Amédée, il est comme ça : il cause latin mais il jure français...
Je soumets ensuite Alban au dernier message de Medhi : « Cactus, foot, quarante mille morts par stade, Tazakurzbekstan, ordinateur quantique, on est pris : dégagez ! ». « Cactus » et « dégagez », « foot » et les quarante mille morts, OK, mais que vient faire là-dedans « ordinateur quantique » et « Tazakurzbekstan » ?
Il va tenter de trouver des éléments, même si c'est franchement obscur. Objectif prioritaire : retrouver Medhi, avec Edouard si possible. Parce que sans Medhi on est totalement sourds et quasiment muets, manchots en même temps que culs de jatte.
Il va également voir côté Marie-Astrid. On lui a dit quoi, sur son Edouard de mari ? Qu'elle est veuve et Marie-Charlotte orpheline ?
Pour communiquer, on passera par Amédée :
– Hora sexta exspectabo ante tribunal, at nocte hic dormire soleo dit Amédée (Vers midi, je t'attends devant le tribunal, et le soir je reviens dormir ici, comme d'hab.)
– Aliqua verba adloquemur sexta hora, et Paulus veniat ad vesperam ? demande Alban. (Comme ça on cause tranquille à midi, et Popol te rejoins le soir ?)

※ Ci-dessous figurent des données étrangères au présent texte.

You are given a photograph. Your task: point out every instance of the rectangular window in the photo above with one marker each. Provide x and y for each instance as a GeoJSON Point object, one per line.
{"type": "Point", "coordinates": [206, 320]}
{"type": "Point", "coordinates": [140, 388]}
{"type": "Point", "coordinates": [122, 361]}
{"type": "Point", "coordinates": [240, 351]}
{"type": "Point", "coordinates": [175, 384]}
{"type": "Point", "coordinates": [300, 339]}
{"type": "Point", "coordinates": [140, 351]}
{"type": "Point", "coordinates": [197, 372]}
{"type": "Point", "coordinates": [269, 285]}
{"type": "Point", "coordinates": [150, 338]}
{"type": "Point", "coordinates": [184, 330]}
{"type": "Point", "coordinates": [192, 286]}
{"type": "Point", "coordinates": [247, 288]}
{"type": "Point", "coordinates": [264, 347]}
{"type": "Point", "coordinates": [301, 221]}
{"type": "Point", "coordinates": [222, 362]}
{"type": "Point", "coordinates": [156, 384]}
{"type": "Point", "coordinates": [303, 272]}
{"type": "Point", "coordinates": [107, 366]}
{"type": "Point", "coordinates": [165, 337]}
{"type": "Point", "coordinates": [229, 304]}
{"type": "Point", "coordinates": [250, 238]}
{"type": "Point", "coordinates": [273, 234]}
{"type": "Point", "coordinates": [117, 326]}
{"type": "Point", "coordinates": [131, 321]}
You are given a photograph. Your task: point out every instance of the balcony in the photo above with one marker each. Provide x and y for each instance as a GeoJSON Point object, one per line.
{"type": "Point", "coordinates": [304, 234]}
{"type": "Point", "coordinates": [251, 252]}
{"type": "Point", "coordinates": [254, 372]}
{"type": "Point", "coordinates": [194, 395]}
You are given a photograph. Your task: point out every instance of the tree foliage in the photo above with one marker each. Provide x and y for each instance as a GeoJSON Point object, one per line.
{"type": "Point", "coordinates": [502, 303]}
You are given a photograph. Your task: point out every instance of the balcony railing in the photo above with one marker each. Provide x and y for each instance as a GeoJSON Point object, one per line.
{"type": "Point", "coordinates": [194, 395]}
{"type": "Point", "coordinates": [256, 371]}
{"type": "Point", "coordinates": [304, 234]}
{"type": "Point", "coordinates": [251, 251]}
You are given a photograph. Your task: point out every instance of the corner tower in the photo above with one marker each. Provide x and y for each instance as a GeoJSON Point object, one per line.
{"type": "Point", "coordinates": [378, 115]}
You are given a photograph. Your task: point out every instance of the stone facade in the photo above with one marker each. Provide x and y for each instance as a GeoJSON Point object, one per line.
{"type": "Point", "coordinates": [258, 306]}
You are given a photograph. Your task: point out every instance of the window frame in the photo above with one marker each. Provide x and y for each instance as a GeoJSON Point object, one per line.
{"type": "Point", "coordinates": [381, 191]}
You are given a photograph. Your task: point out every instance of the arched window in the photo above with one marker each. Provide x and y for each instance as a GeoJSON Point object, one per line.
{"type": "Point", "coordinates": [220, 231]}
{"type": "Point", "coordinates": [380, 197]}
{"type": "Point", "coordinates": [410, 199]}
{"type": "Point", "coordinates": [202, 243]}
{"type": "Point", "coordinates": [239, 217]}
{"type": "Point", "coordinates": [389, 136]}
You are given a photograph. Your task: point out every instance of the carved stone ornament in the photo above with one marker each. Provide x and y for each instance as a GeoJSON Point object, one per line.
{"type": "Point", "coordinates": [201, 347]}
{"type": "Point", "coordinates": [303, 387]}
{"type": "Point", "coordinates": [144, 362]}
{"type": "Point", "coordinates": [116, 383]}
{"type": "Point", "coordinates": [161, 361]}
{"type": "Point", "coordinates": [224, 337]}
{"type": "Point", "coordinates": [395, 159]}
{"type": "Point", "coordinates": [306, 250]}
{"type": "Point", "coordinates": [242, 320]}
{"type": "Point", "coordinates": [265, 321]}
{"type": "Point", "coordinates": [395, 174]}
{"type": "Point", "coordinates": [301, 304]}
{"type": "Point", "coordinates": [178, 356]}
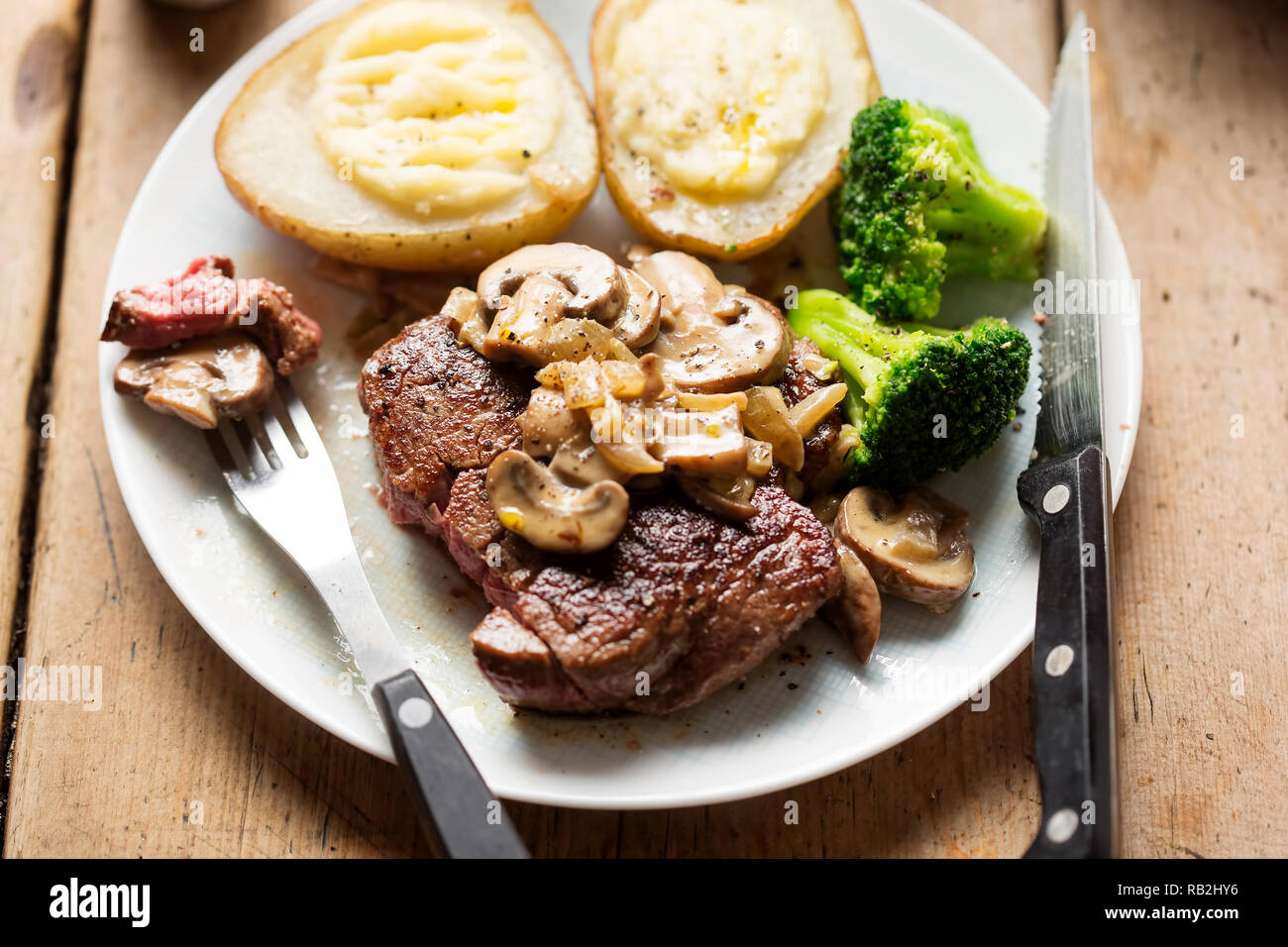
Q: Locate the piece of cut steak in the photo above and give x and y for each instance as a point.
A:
(679, 605)
(205, 299)
(798, 382)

– Ita : ei narrabo vespere quid dixeris sexta hora, et narrabo tibi sexta hora quid vespere dixerit. (Voilà : je lui rapporte le soir ce que tu m'auras raconté, et je te répète le lendemain ce qu'il m'aura dit la veille au soir.)
– Ecce ! (Parfait !)
– Haec omnia, latine ! (Et tout ça, en latin !)
– Non cum Paulo, nihil intelligit. Nora fortasse, sed Paulus ! (Pas avec Popol : il pige rien. Nora, peut-être, mais Popol !)
Je comprends que couic, mais c'est beau, en pleine nuit, en latin, une bière à la main, sur une bouche de métro, un SDF d'un côté, un juge antiterroriste de l'autre.
Ils me résument en quelques mots : Amédée fera la boite aux lettres. Posté quai aux fleurs, à même le trottoir, face au palais de justice, il fera tranquillement causette avec Alban tous les midis. En latin, évidemment. Et il reviendra le soir, de l'autre côté de la Seine, me traduire tout ça.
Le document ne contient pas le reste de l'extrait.